Senin, 23 April 2012

Life, 'The Word' That We Can't Expect

senang, senang, dan senang. masa kecil memang akrab dengan kata tersebut. segala sesuatu yang kita inginkan  hampir semuanya dikabulkan seperti anak laki-laki ini. imajinasi khayalan tingkat dewa. walaupun bandung adalah kota yang melahirkannya, di tangerang, kota yang ia pikir sebuah kota yang akan ia tinggali selamanya, ia sangat menyukai suasana kota tersebut, banyak teman, banyak hiburan, apapun yang membuat ia senang.

semua itu berubah dikala ia sengaja beranjak dari masa kanak-kanak menuju masa yang orang bilang masa tersebut adalah masa yang paling indah. masa remaja menghantui jiwa anak tersebut, karena orangtuanya lah yang membuat gebrakan yang belum bisa diterima oleh anak tersebut, yaitu hidup tanpa  keluarga yang membesarkannya selama ini sementara waktu untuk sekolah SMP pesantren di kota yang melahirkan ibunya, bandung.

sementara waktu? iya benar sementara waktu, hanya 3 tahun. pesantren? sungguh ia tidak tertarik, dan hanya ingin meneruskan sekolah di sekolah negeri. bandung? iya tepat kota yang berjarak sekitar 300 km dari kota asal dia , tangerang. sifatnya yang masih pemalu dan enggan berkomentar apapun ketika kedua orangtuanya menyuruhnya, membuat ia mau tidak mau harus menerima keadaan ini, pada saat itu, ia belum mengetahui apa tujuan orangtuanya membuat gebrakan seperti itu, dengan menyuruhnya pindah ke bandung untuk sekolah pesantren disana. sungguh ia belum menerima keadaan ini.

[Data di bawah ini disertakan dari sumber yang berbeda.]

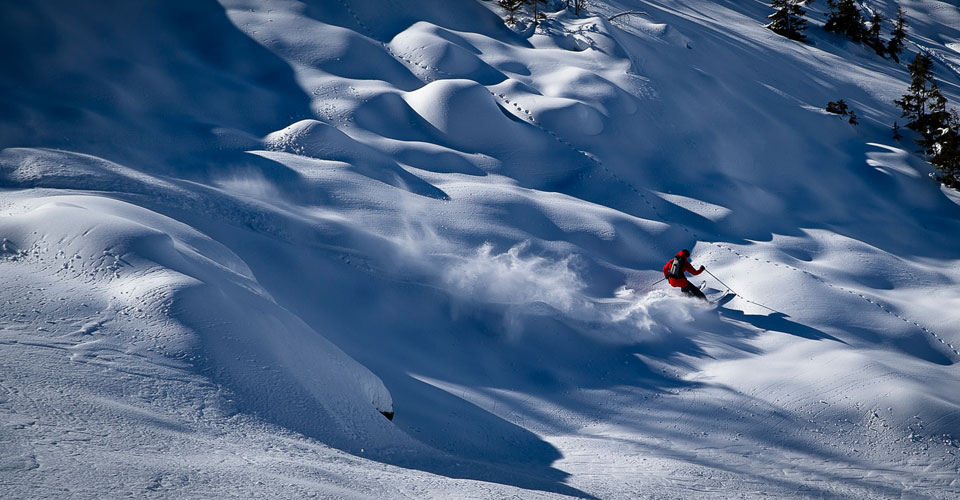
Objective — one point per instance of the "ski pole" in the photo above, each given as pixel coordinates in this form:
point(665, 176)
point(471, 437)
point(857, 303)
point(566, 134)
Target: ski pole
point(738, 295)
point(653, 285)
point(718, 280)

di kota kembang ia disambut oleh neneknya, kakeknya, saudara-saudara dari ibunya, keponakan serta paman dan bibinya. disinilah ia mulai mencari jati dirinya, sejak itu pun ia mendadak dewasa secara akal. dia mempunyai tujuan. bahwa ia tidak akan mengecewakan orangtuanya yang telah mengirimkan dia ke bandung untuk mengejar ilmu.

sangat banyak sekali hal-hal yang harus ia adaptasi untuk bisa survive mengarungi kehidupan tanpa orangtua dan adik-adiknya. dari hal kemandirian, persahabatan, hubungan antar saudara se-nenek. salah satu caranya ialah HARUS MENERIMA KEADAAN YANG KITA TERIMA WALAUPUN AWALNYA SANGAT PAHIT!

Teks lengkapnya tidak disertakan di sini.